Slavetrader Gordon’s Execution Remembered

February 22, 1862

“Yesterday at noon was hanged Gordon, convicted of piracy as a slave-trader,” wrote New York lawyer George Templeton Strong of slave trader Nathan Gordon, who had tried to commit suicide before his execution. “ ‘Vere dignum et justum est, dignum et salutare.’  Served him right, and our unprecedented execution of justice on a criminal of this particular class and at this particular time will do us good abroad, perhaps with the pharisaical shop-keepers and bagmen of England itself.  Immense efforts were made to get the man pardoned or his punishment commuted.  Lincoln told me of them last January.  he deserves credit for his firmness.  The Executive has no harder duty, ordinarily, than the denial of mercy and grace asked by wives and friends and philanthropes.  Gordon, poor wretch, made a very pitiful exit.  He went to the gibbet half-dead with a dose of strychnine swallowed with suicidal intent and more than half-drunk with brandy.  The doctors drenched him with stimulants and thus kept life in his body for the law to extinguish in due form.”
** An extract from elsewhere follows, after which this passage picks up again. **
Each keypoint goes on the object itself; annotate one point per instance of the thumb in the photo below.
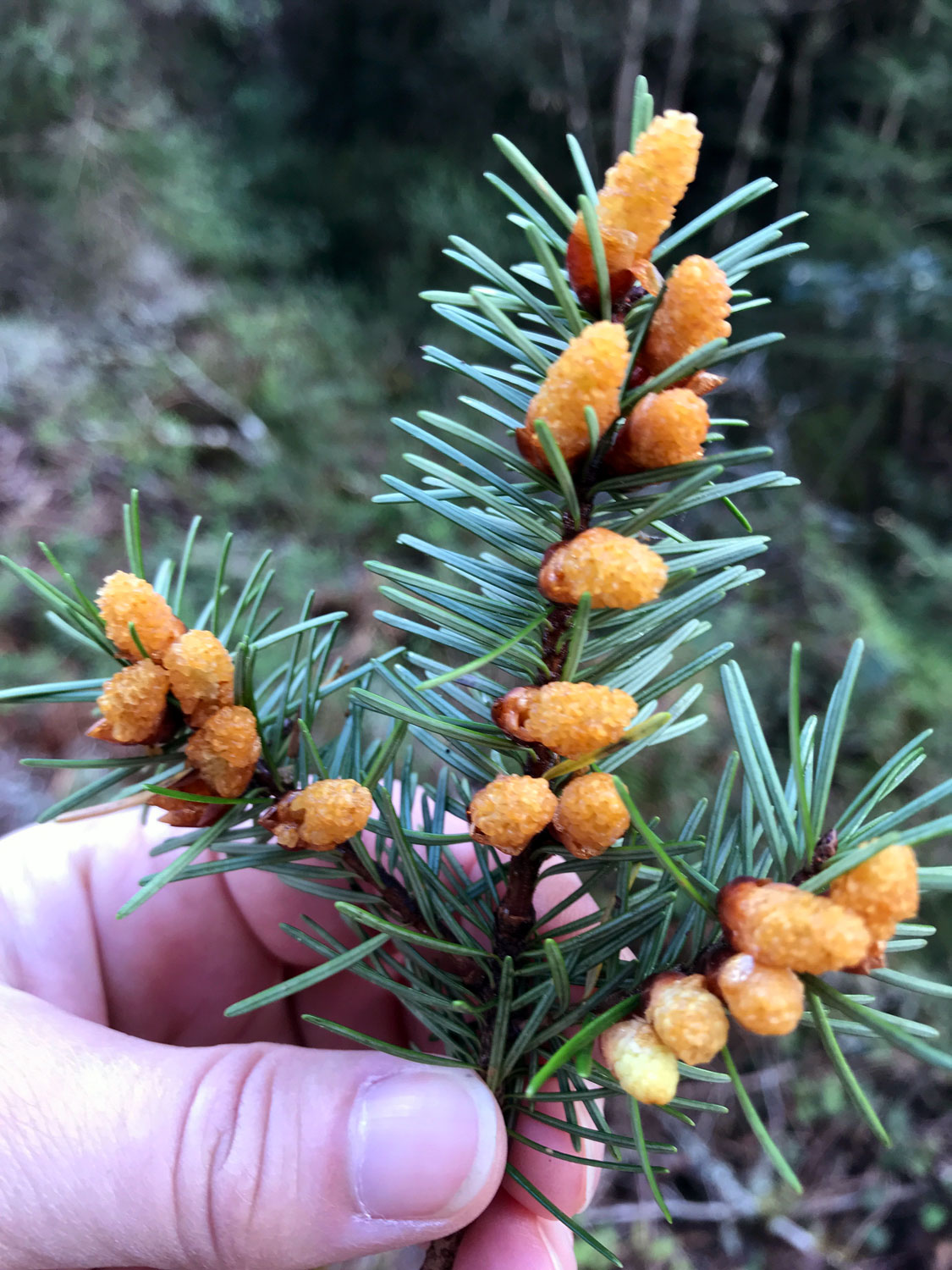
(119, 1152)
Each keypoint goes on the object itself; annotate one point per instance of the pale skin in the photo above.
(140, 1128)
“At night I returned to the Presidents and again sat up part of the night with his little son,” wrote Senator Orville H. Browning in his diary.  General George B. McClellan wrote President Lincoln regarding the death of his son Willie: “I have not felt authorized to intrude upon you personally in the midst of the deep distress I know you feel in the sad calamity that has befallen you & your family — yet I cannot refrain from expression to you the since & deep sympathy I feel for you.

You have been a kind true friend to me in the midst of the great cares & difficulties by which we have been surrounded during the past few months — your confidence has upheld when I should otherwise have felt weak.  I wish now only to assure you & your family that I have felt the deepest sympathy in your affliction.
I am pushing to prompt completion the measures of which we have spoken, & I beg that you will not allow military affairs to give you one moment’s trouble — but that you will rest assured that nothing shall be left undone to follow up the successes that have been such an auspicious commencement of our new campaign.

Concern for Lincoln’s youngest son Tad continued; the wife of Navy Secretary Gideon Welles, helped nurse him.